La prima María Engracia ya
nació con mocos.
Desde entonces resfriados, gripes, catarros, constipados anidaban en ella. No se privaba de nada. Casi estuvo a punto de tener tuberculosis, pero cuando esa enfermedad se percató de que no paraba de toser cada dos minutos y medio y de que hablaba tartamudeando, salió huyendo.
Hasta que un día, ya con
cincuenta años, estaba tejiendo una bufanda en el salón cuando sintió un golpe
en la cocina. Fue a ver y se encontró en el suelo a un hombre inconsciente y en
el techo un gran agujero. Sabía que los vecinos estaban en obra, pero aquello
la dejó patidifusa. La casa se llenó de obreros, pero fue ella quien tosiendo
sin parar señaló el móvil y comprendieron que debían llamar a la ambulancia.
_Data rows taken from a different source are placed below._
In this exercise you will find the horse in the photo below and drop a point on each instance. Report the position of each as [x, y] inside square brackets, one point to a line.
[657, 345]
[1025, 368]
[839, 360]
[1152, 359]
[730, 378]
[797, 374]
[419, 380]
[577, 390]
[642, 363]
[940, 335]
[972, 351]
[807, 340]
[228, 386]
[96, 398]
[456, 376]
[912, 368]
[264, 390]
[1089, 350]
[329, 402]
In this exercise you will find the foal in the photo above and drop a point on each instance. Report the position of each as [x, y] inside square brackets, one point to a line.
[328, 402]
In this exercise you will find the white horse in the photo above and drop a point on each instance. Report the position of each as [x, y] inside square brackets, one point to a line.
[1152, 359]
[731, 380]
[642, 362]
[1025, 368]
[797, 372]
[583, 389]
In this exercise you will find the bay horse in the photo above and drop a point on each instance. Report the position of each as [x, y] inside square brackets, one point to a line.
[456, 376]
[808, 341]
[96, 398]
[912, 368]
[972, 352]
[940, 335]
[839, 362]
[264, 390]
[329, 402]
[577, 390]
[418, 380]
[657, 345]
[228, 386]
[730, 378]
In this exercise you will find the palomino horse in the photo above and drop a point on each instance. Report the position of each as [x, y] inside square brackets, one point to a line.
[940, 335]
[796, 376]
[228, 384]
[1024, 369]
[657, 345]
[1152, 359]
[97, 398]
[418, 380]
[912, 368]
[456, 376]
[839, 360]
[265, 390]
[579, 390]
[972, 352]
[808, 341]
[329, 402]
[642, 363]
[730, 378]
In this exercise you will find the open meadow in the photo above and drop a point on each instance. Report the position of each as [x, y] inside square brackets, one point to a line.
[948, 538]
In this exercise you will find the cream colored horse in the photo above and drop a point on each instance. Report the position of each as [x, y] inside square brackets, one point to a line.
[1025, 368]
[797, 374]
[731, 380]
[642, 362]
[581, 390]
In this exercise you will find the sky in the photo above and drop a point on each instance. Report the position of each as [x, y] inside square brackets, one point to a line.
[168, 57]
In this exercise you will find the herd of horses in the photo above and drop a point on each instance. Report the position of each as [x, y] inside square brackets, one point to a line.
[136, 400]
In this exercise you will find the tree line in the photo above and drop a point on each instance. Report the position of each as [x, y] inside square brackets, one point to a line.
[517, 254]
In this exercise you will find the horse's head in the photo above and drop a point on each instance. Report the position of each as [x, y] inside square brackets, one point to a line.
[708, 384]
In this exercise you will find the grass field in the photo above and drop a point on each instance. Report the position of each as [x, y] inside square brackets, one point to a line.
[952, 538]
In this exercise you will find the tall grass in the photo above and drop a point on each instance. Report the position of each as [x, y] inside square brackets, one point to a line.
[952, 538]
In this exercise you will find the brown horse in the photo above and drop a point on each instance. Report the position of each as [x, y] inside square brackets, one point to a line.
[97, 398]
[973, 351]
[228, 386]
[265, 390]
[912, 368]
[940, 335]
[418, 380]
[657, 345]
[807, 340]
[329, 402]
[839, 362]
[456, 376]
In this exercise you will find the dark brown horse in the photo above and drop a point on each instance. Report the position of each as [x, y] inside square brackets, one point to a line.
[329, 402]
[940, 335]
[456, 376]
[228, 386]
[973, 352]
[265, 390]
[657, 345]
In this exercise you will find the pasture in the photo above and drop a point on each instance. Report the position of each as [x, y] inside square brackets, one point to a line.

Pensaban que estaba muerto.
Era un emigrante sin familia. Los sanitarios se la llevaron a ella junto con el
posible cadáver a urgencias. Le registraron los bolsillos y supieron que se
llamaba Casimiro Blanco González. Trámite solucionado.
Allí estuvo María Engracia
hasta las dos de la madrugada en que le dijeron que el muerto, vivo estaba, y
que se quedaba allí hasta que recobrara el conocimiento. Ella prometió regresar
al día siguiente. Y al llegar a casa se encontró con la sorpresa que llevaba
cinco horas, quince minutos y veintidós segundos sin toser. Sin sonarse la
nariz.
Y sonrió pensando que hasta
los virus tienen su corazoncito. En reciprocidad ella cuidaría de aquel hombre.